On Wed, Feb 13 2019, Nguy=E1=BB=85n Th=C3=A1i Ng=E1=BB=8Dc Duy wrote:

> Index file size more or less translates to write time because we hash
> the entire file every time we update the index. And we update the index
> quite often (automatically index refresh is done everywhere). This means
> smaller index files are faster, especially true for very large
> worktrees.
>
> Index v4 attempts to reduce file size by "prefix compressing"
> paths. This reduces file size from 17% (git.git) to 41% (webkit.git,
> deep hierarchy).
>
> Index v5 takes the same idea to the next level. Instead of compressing
> just paths, based on the previous entry, we "compress" a lot more
> fields.
>
> Take a look at stat data, st_dev, st_uid, st_gid and st_mode are the
> same most of the time. ctime should often be the same (or differs just
> slightly). And sometimes mtime is the same as well. st_ino is also
> always zero on Windows. We're storing a lot of duplicate values.
>
> Index v5 handles this

This looks really promising.

>  - by adding a "same mask" per entry. If st_dev is the same as previous
>    entry, for instance, we set "st_dev is the same" flag and will not
>    store it at all, saving 31 bits per entry.
>
>  - even when we store it, "varint" encoding is used. We should rarely
>    need to write out 4 bytes
>
>  - for ctime and mtime, even if we have to store it, we store the offset
>    instead of absolute numbers. This often leads to smaller numbers,
>    which also means fewer bytes to encode.

Sounds good. I wonder if you've thought about/considered a couple of
optimizations on top of this, or if they're possible. Both share the
same theme:

* Instead of adding a "same as last mask" adding "same as Nth
  mask". Something similar exists in the Sereal format (which also has
  other techniques you use, e.g. varint
  https://github.com/Sereal/Sereal/blob/master/sereal_spec.pod#the-copy-tag)

  So instead of:

      <mask1><same><mask2><same><mask1><same> etc.

   You'd have:

      <mask1 (mark1)><same><mask2 (mark2)><same><insert: mark1><same> etc.

   I.e. when you have data that flip-flops a lot you can save space by
   saying "it's the same as existing earlier value at offset N". Maybe
   it doesn't make sense for this data, I don't know...

* For ctime/mtime presumably for dir paths, are these paths tolerant to
  or already out of glob() order? Then perhaps they can be pre-sorted so
  the compression or ctime/mtime offset compression is more effective.

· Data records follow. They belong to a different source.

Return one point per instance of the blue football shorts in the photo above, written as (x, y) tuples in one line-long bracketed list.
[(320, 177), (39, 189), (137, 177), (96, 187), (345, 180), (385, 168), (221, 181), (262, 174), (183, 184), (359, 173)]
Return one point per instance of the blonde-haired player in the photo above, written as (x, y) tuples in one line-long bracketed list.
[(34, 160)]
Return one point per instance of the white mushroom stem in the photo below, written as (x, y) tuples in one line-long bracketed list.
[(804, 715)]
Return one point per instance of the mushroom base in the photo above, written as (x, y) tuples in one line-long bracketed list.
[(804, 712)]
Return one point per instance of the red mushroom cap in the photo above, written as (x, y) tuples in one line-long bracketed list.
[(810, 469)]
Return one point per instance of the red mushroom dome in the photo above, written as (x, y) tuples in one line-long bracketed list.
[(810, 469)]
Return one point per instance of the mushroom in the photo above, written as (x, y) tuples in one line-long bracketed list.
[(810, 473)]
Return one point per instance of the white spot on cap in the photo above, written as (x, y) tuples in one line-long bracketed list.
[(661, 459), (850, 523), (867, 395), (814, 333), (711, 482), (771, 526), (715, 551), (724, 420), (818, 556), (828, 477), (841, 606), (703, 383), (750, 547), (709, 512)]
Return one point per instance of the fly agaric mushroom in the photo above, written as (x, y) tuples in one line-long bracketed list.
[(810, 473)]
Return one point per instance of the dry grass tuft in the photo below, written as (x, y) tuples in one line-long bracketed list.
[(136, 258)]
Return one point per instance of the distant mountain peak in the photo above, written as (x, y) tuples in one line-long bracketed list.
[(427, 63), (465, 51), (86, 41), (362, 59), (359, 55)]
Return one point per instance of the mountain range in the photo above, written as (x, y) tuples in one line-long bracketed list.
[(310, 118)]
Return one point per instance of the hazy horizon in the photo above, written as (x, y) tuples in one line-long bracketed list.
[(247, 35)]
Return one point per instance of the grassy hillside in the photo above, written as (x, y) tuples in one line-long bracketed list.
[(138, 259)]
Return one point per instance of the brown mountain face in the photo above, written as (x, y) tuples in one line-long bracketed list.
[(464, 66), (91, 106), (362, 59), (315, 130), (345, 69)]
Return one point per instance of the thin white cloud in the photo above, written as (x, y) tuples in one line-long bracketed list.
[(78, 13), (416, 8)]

> As a result of this, v5 reduces file size from 30% (git.git) to
> 36% (webkit.git) compared to v4. Comparing to v2, webkit.git index file
> size is reduced by 63%! A 8.4MB index file is _almost_ acceptable.
>
> Of course we trade off storage with cpu. We now need to spend more
> cycles writing or even reading (but still plenty fast compared to
> zlib). For reading, I'm counting on multi thread to hide away all this
> even if it becomes significant.

This would be a bigger change, but have we/you ever done a POC
experiment to see how much of this time is eaten up by zlib that
wouldn't be eaten up with some of the newer "fast but good enough"
compression algorithms, e.g. Snappy and Zstandard?